From a distance, one might have thought a circus had come to the disused Porte de La Chapelle rail yard in northern Paris. The largest building in the yard–a bulbous orange and white structure the size of a gymnasium–could have passed for a big top if not for its bleakly industrial surroundings. But La Bulle (the bubble) was not a circus tent.
La Bulle, which operated from November 2016 to April 2018, was France’s first “welcome center” for people seeking asylum in the country. It opened amidst increased raids on migrant and refugee encampments, welcoming its first occupants just a week after the government evicted a camp of 3,800 migrants in northeast Paris and a month after it shut down the “Jungle” refugee camp in Calais.
Like most temporary shelters, La Bulle was a place of transitional survival. It provided meals, a bed, and limited support for up to 450 asylum-seekers at a time.
During the latter half of its existence, La Bulle was home to a couple smaller bulles: two conjoined geodesic domes that were referred to singularly as “The Dome.” They belonged to Good Chance Theatre, a British organization that sets up temporary theaters in places such as this in the name of “promoting freedom of expression, creativity and dignity for everyone.”
The Dome was a community unto itself. It brought together refugees, artists, volunteers, and the public with art that crossed cultures and genres. To some it was an outlet, to others an escape, and for most, a place to feel less alone.

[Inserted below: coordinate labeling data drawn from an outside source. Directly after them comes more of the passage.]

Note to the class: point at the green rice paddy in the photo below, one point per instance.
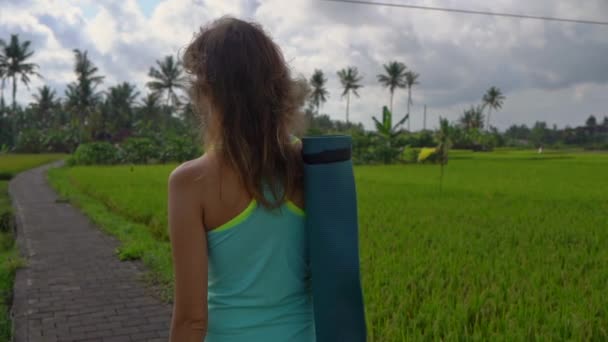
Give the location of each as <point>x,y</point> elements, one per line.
<point>515,247</point>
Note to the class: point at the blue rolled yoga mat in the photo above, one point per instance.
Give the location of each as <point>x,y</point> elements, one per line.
<point>331,222</point>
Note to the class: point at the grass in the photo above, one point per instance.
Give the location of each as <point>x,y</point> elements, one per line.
<point>513,249</point>
<point>10,260</point>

(March 7, 2018) Arifullah "Arif" Fana—a 27 year-old Afghani man who stayed at La Bulle—poses for a portrait wearing a mask he made in a workshop at the Dome. Arif, who speaks six languages, came to Good Chance's workshops nearly every day. “I was a Thai boxing teacher back in Afghanistan," he said. "In the dome, I have been able to give some Thai boxing lessons and it felt great."